Gemeinsam ist allen, dass sie keine Fresken ausführten. Vor dieser einträglichen Technik drückten sich auch viele männliche Kollegen, weil sie körperlich anstrengend und schmutzig war. Hosen zu tragen war für Frauen unschicklich, und im langen Kleid auf einem Gerüst zu stehen oder zu liegen und abends verschwitzt und von Putz und Farbe bekleckert wieder herunterzukommen, völlig undenkbar. Hingegen schufen sie alle, bis auf Schwester Orsola, Portraits, vor allem von Frauen. Das Modellsitzen für ein Bildnis ist eine relativ intime Situation, und so hatten Malerinnen an den Höfen und in den Palästen unkomplizierter Zugang zu den Damen als ihre männlichen Kollegen. Sofonisba zum Beispiel gehörte zu den berühmtesten Bildnismalern ihrer Zeit, um Lavinia Fontana rissen sich die Damen der römischen Aristokratie. Letztlich gab es aber kein Genre, das für malende Frauen tabu war, Gemälde mit historischen, biblischen oder mythologischen Szenen gehören ebenso zu ihrem Repertoire wie große Altarbilder und andere öffentliche Aufträge. In manchem waren sie aber auch Pionierinnen.

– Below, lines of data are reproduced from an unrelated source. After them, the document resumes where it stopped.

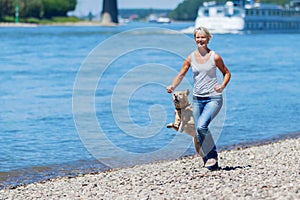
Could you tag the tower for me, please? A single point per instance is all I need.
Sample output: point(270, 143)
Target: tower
point(109, 12)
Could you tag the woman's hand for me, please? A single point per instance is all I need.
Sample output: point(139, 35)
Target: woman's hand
point(219, 88)
point(170, 88)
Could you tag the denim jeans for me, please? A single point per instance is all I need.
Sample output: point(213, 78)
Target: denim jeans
point(204, 111)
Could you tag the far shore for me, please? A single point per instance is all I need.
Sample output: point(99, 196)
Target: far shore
point(81, 23)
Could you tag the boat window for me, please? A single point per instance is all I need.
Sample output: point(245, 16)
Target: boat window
point(219, 11)
point(236, 12)
point(206, 12)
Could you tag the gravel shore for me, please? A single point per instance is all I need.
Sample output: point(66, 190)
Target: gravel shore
point(268, 171)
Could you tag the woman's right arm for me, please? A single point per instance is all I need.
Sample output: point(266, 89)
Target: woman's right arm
point(177, 80)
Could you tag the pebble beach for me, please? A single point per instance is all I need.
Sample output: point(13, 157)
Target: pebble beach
point(269, 171)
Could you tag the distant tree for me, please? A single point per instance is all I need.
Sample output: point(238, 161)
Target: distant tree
point(7, 8)
point(58, 7)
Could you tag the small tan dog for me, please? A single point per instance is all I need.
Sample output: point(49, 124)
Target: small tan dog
point(184, 121)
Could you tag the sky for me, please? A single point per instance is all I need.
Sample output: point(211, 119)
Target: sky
point(95, 6)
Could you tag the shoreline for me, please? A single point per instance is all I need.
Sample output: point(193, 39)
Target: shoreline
point(81, 23)
point(35, 174)
point(252, 172)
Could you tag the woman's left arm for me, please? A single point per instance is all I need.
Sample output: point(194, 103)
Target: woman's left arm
point(226, 73)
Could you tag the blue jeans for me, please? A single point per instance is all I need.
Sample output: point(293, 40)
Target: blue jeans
point(204, 111)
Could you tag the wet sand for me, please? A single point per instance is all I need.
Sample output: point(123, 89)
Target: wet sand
point(269, 171)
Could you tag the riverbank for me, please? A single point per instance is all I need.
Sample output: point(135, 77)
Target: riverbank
point(81, 23)
point(268, 171)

Fede Galizia in Mailand war eine der ersten, die sich der damals noch erst im Entstehen begriffenen, experimentellen Gattung der Stilllebenmalerei widmete und datierte schon 1602 eine Schale mit Pflaumen auf einem Tisch. Für ihre zahlreichen Früchteschalen ist sie heute so berühmt, dass man darüber gern vergisst, dass sie auch Portraits und Historienbilder geschaffen hat. Giovanna Garzoni hingegen pflegte früh engen Kontakt zu den naturwissenschaftlichen Kreisen um die römische Accademia dei Lincei und wurde zu einer Meisterin der modernen botanischen Illustration. Artemisia wurde unter anderem für ihre weiblichen Aktdarstellungen gerühmt.
Die meisten von ihnen waren genau so mobil wie viele ihrer Kollegen: Sofonisba arbeitete in Mailand, Rom, Parma, Madrid, Palermo und Genua, Artemisia in Rom, Florenz, Venedig, Neapel und London – der Beruf war nichts für Ängstliche.